I'm trying to rewrite a web crawler in go (originally written in python with gevent). But I've hit a wall, no matter what I do I get fast high memory consumption. For example, the following simple code:
package main
import (
"bufio"
"fmt"
"os"
"net/http"
"io"
"strings"
"time"
)
func readLine(in *bufio.Reader, domains chan<- string) {
for conc := 0; conc < 500; conc++ {
input, err := in.ReadString('\n')
if err == io.EOF {
break
}
if err != nil {
fmt.Fprintf(os.Stderr, "read(stdin): %s\n", err)
os.Exit(1)
}
input = strings.TrimSpace(input)
if input == "" {
continue
}
domain := input
domains <- domain
}
}
func get(domains <-chan string) {
url := <-domains
URLresp, err := http.Get(url)
if err != nil {
fmt.Println(err)
}
if err == nil {
fmt.Println(url," OK")
URLresp.Body.Close()
}
}
func main() {
domains := make(chan string, 500)
inFile, _ := os.Open("F:\\PATH\\TO\\LIST_OF_URLS_SEPARATED_BY_NEWLINE.txt")

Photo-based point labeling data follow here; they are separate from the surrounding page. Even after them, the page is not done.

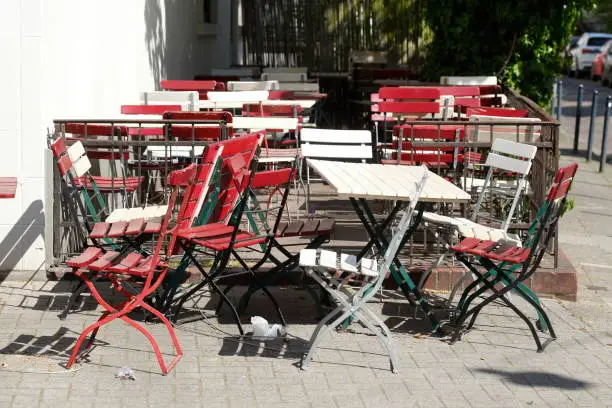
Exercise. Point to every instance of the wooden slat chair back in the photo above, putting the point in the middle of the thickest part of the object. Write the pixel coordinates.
(158, 110)
(118, 153)
(188, 189)
(239, 96)
(492, 96)
(511, 158)
(275, 127)
(336, 144)
(187, 99)
(393, 105)
(258, 109)
(210, 132)
(252, 86)
(464, 97)
(502, 268)
(222, 232)
(202, 87)
(238, 153)
(526, 131)
(240, 72)
(428, 152)
(496, 112)
(154, 110)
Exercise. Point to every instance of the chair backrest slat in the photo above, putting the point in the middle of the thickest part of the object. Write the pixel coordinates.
(336, 144)
(335, 136)
(336, 151)
(239, 96)
(508, 163)
(188, 85)
(76, 151)
(148, 109)
(185, 98)
(265, 122)
(81, 166)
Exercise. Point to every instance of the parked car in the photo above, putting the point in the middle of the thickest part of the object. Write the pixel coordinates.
(585, 50)
(598, 62)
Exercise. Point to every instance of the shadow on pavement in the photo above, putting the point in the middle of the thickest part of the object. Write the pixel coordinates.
(538, 379)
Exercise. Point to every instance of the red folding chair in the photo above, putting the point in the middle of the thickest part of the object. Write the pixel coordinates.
(420, 144)
(223, 233)
(502, 112)
(498, 264)
(316, 231)
(205, 131)
(193, 182)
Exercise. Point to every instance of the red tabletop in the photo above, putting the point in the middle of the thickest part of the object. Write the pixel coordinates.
(8, 186)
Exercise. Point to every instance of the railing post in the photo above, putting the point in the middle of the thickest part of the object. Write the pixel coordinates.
(578, 116)
(604, 140)
(592, 124)
(559, 90)
(554, 99)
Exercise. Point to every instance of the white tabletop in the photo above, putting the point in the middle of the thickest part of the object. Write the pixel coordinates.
(392, 182)
(208, 104)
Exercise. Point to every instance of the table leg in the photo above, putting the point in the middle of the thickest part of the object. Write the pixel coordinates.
(399, 273)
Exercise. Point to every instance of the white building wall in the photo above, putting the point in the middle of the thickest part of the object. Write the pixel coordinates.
(79, 58)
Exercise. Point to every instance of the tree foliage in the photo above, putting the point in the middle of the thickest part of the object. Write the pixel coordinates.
(522, 42)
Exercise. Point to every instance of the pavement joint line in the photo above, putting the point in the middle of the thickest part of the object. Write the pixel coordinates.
(593, 265)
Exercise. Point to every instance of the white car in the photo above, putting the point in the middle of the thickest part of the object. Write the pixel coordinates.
(585, 50)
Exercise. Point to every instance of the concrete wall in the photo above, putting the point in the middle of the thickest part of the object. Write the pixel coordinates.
(75, 58)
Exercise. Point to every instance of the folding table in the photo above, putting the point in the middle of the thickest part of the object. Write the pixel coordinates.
(362, 181)
(8, 187)
(209, 104)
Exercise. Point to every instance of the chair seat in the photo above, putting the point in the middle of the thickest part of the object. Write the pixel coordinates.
(470, 229)
(334, 261)
(222, 242)
(124, 228)
(129, 214)
(205, 231)
(305, 228)
(498, 251)
(106, 184)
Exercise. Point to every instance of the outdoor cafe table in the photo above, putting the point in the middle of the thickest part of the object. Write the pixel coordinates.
(208, 104)
(360, 182)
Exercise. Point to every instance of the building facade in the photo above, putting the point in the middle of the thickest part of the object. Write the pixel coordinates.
(76, 58)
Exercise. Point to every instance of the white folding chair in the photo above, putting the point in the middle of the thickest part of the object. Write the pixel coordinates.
(352, 282)
(505, 156)
(187, 99)
(271, 85)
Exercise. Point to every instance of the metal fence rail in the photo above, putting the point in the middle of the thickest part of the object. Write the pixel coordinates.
(320, 34)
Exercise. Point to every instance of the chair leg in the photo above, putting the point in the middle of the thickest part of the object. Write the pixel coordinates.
(207, 280)
(384, 337)
(74, 296)
(430, 269)
(177, 346)
(320, 330)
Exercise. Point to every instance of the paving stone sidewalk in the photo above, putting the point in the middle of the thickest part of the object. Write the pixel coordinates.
(495, 364)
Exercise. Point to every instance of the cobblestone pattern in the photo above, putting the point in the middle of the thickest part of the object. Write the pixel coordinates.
(494, 364)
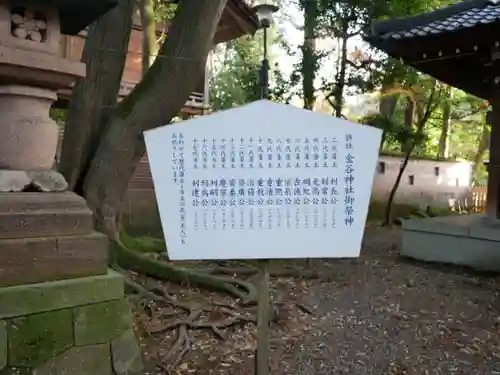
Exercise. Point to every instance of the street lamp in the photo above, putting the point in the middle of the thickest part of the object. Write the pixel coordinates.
(265, 15)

in := bufio.NewReader(inFile)
for {
go readLine(in, domains)
for i := 0; i < 500; i++ { go get(domains) }
time.Sleep(100000000)
}
}
I've tried pprof but it seems to say I'm using 50mb of heap space only, while memory consumption by resource monitoring is skyrocketing.
I also tried creating a custom http Transport without Keep Alive since I found out net/http saves connections for reuse but no luck with that.